Magpie-TTS Finetuning#

Finetuning a pretrained Magpie-TTS checkpoint lets you adapt the model to new voices or new languages without training from scratch. The pretrained model has already learned general speech patterns, prosody, and acoustic modeling, so finetuning requires far less data and compute than pretraining. This guide covers two common finetuning scenarios:

  • Adding new speakers in an existing language — adapt the model to speak in voices not seen during pretraining, using a small dataset of target-speaker audio.

  • Adding a new language — extend the model to synthesize speech in a language absent from the pretraining data, using a multilingual dataset configuration.

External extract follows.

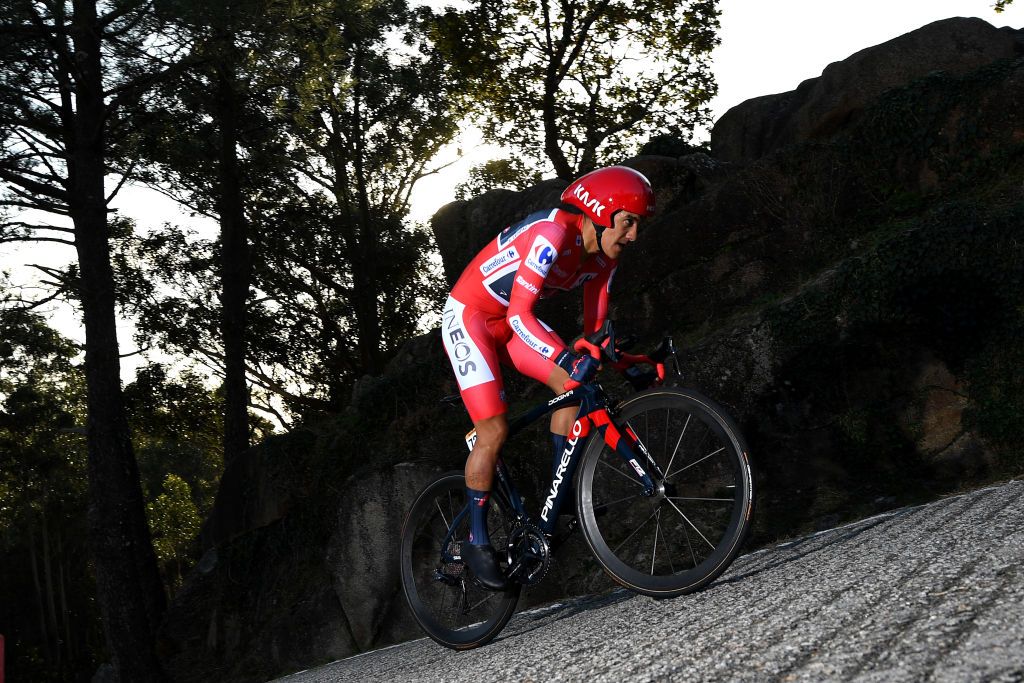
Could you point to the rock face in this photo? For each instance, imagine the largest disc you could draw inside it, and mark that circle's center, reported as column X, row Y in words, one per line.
column 854, row 300
column 821, row 107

For preference optimization (DPO/GRPO) on top of a finetuned checkpoint, see Magpie-TTS Preference Optimization.

Prerequisites#

Before finetuning, you will need:

  • A pretrained Magpie-TTS checkpoint (pretrained.ckpt or pretrained.nemo). Public checkpoints (https://huggingface.co/nvidia/magpie_tts_multilingual_357m) are available on Hugging Face.

  • The audio codec model (https://huggingface.co/nvidia/nemo-nano-codec-22khz-1.89kbps-21.5fps), available on Hugging Face alongside the TTS checkpoint.

  • A prepared dataset. For faster finetuning audio codec tokens must be pre-extracted from your audio files. See the Dataset Preparation section below.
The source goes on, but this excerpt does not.